Dear B’nai Shalom members, families, and friends:
As you are reading this bulletin, we will be about halfway between the joyous festival of Shavuot, (behind us) and the sadness-filled fast day of Shiva Asar B’Tammuz, coming up in just a few weeks. There is ALWAYS something happening on the Jewish calendar for which we prepare ourselves and contemplate its purpose, meaning, and reasons for observance.
That is part and parcel of what it means to be a Jew. We are always being commanded to perform scores of mitzvot (commandments) or directed to desist from certain behaviors or activities. This is the essence of Judaism. Often people mistakenly characterize Judaism as a religion, no different in definition from religions such as Catholicism, Protestantism, Buddhism, or others.
The nineteenth century German thinker and Torah scholar and commentator HaRav Shimshon Raphael Hirsch when referring to Judaism in his writings always placed the term “religion” in quotation marks as a sign that Judaism is truly something else, not just another religion. This was based on the principle that other faiths are philosophical ways of approaching our Maker, growing out of thought and religious concepts. Judaism, on the other hand is a G-d given way of life based on comprehensive laws, rules, and commandments. In response to those who might claim that Judaism is no less man-made than other religions, one must ask the question: would we really create an all-encompassing doctrine of systematic regulations for ourselves with which we fail in every generation? Would we knowingly design a way of life too difficult for us to keep? This is not likely and certainly not logical.
Having recently celebrated Shavuot — the holiday of the giving of our Torah — the concept of our dual Torah guidelines was conspicuously underscored. We have in our possession TWO Torahs. There is the written Torah with which we are all familiar (known as the Chumash, the Pentateuch, or the Five Books of Moses), which are the double-rollered scrolls kept in the Aron HaKodesh (the Holy Ark). We also have our Talmud – the combined texts of the Mishna and Gemara which is the written-down form of the original Oral Torah as taught to Moses on Mount Sinai four thousand years ago. All evidence points to the Oral Torah having been given to the Jewish people even prior to the written Torah document. One form of Torah cannot exist without the other.

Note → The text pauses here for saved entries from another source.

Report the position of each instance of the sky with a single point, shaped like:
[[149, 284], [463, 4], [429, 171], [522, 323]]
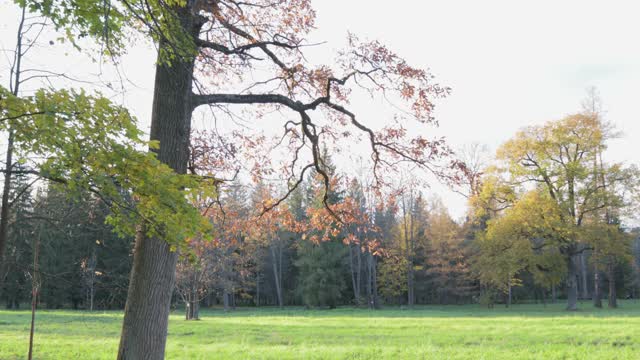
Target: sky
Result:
[[510, 64]]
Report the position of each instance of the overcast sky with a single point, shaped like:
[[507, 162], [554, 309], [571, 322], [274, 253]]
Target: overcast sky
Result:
[[510, 63]]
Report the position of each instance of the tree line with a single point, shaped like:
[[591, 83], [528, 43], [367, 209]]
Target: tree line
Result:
[[515, 244]]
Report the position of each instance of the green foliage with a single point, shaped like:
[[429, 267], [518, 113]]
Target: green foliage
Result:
[[322, 273], [439, 332], [110, 23], [392, 276], [86, 143]]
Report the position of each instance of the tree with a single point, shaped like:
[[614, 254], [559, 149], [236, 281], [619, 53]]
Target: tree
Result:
[[558, 159], [228, 38]]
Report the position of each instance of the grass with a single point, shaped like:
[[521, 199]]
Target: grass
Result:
[[430, 332]]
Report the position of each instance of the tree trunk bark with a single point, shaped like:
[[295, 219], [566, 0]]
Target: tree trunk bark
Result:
[[584, 277], [225, 299], [611, 274], [572, 283], [509, 291], [276, 276], [597, 292], [146, 318], [258, 289]]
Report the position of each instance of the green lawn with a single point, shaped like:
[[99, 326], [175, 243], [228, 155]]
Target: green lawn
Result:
[[434, 332]]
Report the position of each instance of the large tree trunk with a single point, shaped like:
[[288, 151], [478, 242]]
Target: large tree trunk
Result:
[[144, 330], [611, 274], [572, 283]]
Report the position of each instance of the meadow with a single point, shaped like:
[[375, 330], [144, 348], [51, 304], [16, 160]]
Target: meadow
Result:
[[426, 332]]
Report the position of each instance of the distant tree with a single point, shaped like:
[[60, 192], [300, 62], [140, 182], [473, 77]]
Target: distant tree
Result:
[[558, 159], [199, 39]]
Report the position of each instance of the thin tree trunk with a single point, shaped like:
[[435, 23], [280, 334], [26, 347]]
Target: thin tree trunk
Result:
[[611, 274], [584, 275], [258, 289], [276, 276], [225, 299], [572, 283], [35, 287], [16, 72], [359, 274], [353, 275], [509, 291], [597, 292]]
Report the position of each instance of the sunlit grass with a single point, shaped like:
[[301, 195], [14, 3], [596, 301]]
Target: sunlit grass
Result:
[[434, 332]]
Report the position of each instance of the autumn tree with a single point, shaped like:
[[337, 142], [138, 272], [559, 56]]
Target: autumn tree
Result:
[[557, 158], [211, 43]]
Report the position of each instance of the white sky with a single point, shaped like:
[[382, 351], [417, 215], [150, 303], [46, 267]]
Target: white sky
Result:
[[510, 63]]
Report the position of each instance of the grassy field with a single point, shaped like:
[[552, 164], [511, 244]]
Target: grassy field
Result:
[[434, 332]]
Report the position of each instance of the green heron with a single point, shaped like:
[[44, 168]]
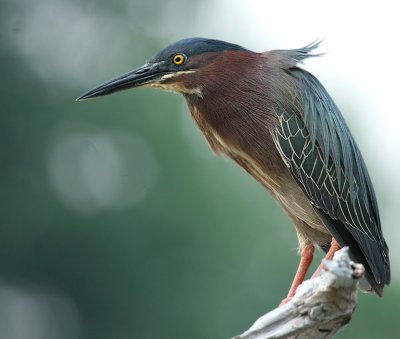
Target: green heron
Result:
[[278, 122]]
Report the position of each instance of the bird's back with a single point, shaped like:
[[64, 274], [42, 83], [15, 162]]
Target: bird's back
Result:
[[322, 156]]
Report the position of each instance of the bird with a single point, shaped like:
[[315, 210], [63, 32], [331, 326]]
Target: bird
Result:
[[278, 122]]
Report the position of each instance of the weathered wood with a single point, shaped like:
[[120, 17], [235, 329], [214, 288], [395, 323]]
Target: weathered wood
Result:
[[320, 308]]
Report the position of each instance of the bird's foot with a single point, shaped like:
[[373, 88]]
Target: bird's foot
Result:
[[285, 301]]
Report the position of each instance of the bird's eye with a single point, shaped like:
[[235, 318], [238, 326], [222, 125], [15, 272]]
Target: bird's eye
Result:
[[179, 59]]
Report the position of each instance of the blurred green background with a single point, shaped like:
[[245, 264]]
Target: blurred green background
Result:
[[116, 219]]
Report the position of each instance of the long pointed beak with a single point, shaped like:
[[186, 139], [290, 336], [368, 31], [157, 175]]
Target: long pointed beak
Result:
[[148, 73]]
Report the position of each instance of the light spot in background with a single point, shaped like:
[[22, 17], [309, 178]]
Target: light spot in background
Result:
[[34, 313], [92, 170], [64, 42]]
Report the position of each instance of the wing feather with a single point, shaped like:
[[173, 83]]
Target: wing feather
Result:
[[321, 154]]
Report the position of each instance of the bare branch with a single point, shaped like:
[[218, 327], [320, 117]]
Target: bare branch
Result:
[[321, 307]]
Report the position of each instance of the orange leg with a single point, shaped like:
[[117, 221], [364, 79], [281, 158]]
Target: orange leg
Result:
[[307, 254], [329, 255]]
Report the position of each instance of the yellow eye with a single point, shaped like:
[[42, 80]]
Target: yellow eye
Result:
[[179, 59]]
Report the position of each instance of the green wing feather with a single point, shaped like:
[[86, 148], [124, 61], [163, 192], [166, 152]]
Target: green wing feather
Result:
[[324, 159]]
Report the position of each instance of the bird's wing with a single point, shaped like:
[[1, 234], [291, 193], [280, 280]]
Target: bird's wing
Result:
[[316, 145]]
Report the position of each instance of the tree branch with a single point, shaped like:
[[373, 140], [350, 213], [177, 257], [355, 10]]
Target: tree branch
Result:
[[320, 308]]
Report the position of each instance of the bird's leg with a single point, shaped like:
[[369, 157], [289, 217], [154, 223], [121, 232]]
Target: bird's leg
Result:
[[329, 256], [307, 254]]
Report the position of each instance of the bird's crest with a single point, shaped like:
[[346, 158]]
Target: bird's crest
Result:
[[300, 54]]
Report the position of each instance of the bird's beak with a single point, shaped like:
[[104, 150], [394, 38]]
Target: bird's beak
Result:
[[147, 74]]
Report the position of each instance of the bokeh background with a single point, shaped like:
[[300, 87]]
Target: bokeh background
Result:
[[116, 221]]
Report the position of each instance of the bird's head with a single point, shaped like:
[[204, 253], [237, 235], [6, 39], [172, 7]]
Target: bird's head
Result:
[[179, 67]]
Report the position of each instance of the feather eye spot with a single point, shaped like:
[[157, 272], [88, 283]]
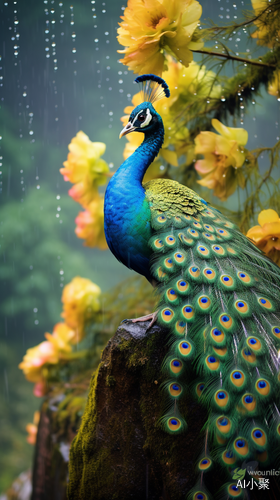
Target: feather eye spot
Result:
[[223, 425], [175, 390], [226, 280], [265, 303], [176, 366], [234, 491], [185, 348], [241, 306], [158, 243], [170, 240], [226, 321], [248, 355], [204, 464], [259, 437], [161, 274], [263, 387], [221, 398], [180, 327], [168, 263], [248, 399], [209, 274], [193, 233], [217, 332], [249, 402], [210, 214], [204, 302], [200, 496], [188, 312], [228, 457], [167, 315], [203, 251], [182, 286], [212, 363], [199, 389], [254, 343], [174, 424], [244, 277], [179, 257], [218, 250], [237, 378], [171, 295], [217, 335], [276, 331]]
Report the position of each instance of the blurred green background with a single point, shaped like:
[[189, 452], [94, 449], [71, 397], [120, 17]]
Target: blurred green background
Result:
[[60, 74]]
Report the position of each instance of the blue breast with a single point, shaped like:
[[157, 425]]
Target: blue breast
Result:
[[127, 224]]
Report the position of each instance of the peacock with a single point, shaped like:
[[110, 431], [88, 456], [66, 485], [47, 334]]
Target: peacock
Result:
[[219, 301]]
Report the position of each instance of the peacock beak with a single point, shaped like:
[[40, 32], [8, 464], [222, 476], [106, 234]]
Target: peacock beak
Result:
[[127, 129]]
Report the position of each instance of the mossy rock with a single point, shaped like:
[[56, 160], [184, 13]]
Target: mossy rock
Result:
[[120, 451]]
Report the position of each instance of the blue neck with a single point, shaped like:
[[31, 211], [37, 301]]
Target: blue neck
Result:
[[126, 211], [133, 168]]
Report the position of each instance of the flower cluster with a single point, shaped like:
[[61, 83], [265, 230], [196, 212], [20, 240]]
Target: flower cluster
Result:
[[223, 156], [152, 28], [86, 170], [80, 304], [274, 85], [183, 83], [90, 224], [266, 235], [48, 352], [32, 429]]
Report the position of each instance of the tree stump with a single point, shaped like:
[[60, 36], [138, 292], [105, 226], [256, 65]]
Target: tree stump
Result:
[[120, 451]]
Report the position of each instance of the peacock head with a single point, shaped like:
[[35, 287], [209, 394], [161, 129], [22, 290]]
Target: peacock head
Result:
[[144, 117]]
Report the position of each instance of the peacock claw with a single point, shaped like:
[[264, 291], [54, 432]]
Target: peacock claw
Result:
[[152, 316]]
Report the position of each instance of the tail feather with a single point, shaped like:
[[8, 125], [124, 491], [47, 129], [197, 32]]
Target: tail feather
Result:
[[219, 299]]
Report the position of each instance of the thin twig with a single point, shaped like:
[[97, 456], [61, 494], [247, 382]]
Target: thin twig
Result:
[[235, 58]]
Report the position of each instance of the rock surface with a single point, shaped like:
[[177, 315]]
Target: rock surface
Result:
[[120, 452]]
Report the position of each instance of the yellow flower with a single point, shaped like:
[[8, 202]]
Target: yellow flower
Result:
[[267, 235], [84, 168], [61, 338], [32, 429], [274, 85], [152, 27], [48, 352], [81, 302], [35, 358], [90, 224], [223, 156]]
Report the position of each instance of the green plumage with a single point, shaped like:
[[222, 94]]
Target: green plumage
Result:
[[219, 300]]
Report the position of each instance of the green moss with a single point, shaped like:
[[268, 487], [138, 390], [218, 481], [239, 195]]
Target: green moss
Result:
[[110, 381]]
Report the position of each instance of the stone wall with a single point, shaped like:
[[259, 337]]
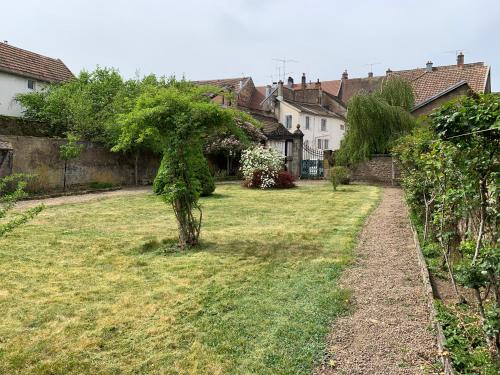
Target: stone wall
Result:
[[39, 156], [379, 169]]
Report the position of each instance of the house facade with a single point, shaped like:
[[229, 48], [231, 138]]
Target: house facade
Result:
[[23, 71]]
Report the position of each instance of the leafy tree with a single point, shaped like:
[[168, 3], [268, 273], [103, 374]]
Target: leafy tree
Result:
[[12, 189], [176, 120], [452, 168], [84, 106], [376, 120]]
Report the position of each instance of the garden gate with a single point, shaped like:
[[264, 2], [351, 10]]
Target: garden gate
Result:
[[312, 163]]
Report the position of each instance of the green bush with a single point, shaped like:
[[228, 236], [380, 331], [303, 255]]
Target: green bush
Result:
[[339, 175], [202, 174]]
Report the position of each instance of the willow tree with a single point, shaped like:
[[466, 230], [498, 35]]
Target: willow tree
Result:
[[176, 120], [375, 120]]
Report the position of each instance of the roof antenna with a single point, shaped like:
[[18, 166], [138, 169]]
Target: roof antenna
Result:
[[370, 73], [283, 73]]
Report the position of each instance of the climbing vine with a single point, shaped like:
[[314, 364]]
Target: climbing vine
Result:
[[451, 168]]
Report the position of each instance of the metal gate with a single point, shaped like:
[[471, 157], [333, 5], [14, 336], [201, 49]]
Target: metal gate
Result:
[[312, 163]]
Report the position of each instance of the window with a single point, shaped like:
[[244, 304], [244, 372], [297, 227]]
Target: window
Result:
[[323, 125]]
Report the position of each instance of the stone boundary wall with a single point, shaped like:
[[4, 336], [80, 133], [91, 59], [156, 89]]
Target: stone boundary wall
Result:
[[381, 169], [39, 156]]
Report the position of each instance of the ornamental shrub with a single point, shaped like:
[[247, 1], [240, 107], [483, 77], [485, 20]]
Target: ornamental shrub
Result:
[[261, 166], [205, 181], [338, 175]]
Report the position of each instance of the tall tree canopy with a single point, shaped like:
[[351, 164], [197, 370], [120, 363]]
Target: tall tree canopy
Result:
[[375, 120], [176, 120]]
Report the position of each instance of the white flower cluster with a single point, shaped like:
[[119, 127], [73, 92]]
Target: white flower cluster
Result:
[[267, 161]]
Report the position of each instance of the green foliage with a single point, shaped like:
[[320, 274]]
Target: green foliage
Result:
[[176, 120], [464, 340], [71, 149], [205, 184], [376, 120], [450, 176], [12, 189], [338, 175]]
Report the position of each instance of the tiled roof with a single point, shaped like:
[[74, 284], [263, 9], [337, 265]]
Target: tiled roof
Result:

The explanations, interpretations, further detail, and clarifications are embodied in the relationship between the Torah and the Talmud. One cannot discern or understand the precise manner in which specific commandments are meant to be fulfilled without a true sense of authentic scholarship of Torah-Talmud knowledge. In addition, one cannot fully be in true compliance with the letter and spirit of the judgments and ordinances of our people without our willing conformance to the authentic rabbinical authorities in every generation who, in fact, have that requisite Torah-Talmud expertise and the G-d-given license to decide the practical manner in which G-d’s commandments are to be observed. To do otherwise is to be inadvertently creating our own religion or emulating the example of the historical Karaites who rejected outright the divine nature of the Oral Torah.
The first of the Aseret HaDibrot, the Ten Commandments, states “I am the Lord, your G-d who took you out from the Land of Egypt.” One could come to the conclusion that this appears not to qualify as a commandment; that we are not being commanded to do anything at all with this statement. But if we recognize that Judaism is, in fact, the aforementioned ocean of laws and rules, then it is clear that our obedience in following the teachings of our teachers and rabbis is predicated on the principle that it is G-d – directly or indirectly — commanding each and every rule, principle, instruction, and detail that Judaism espouses.
It is our hope and prayer that G-d Almighty give us the strength, resolve, and inspiration to accept the lessons of our forefathers and modern-day decisors of Jewish law to best protect, preserve, and perpetuate the legacy of our way of life, our Torah, for future generations for all time to come.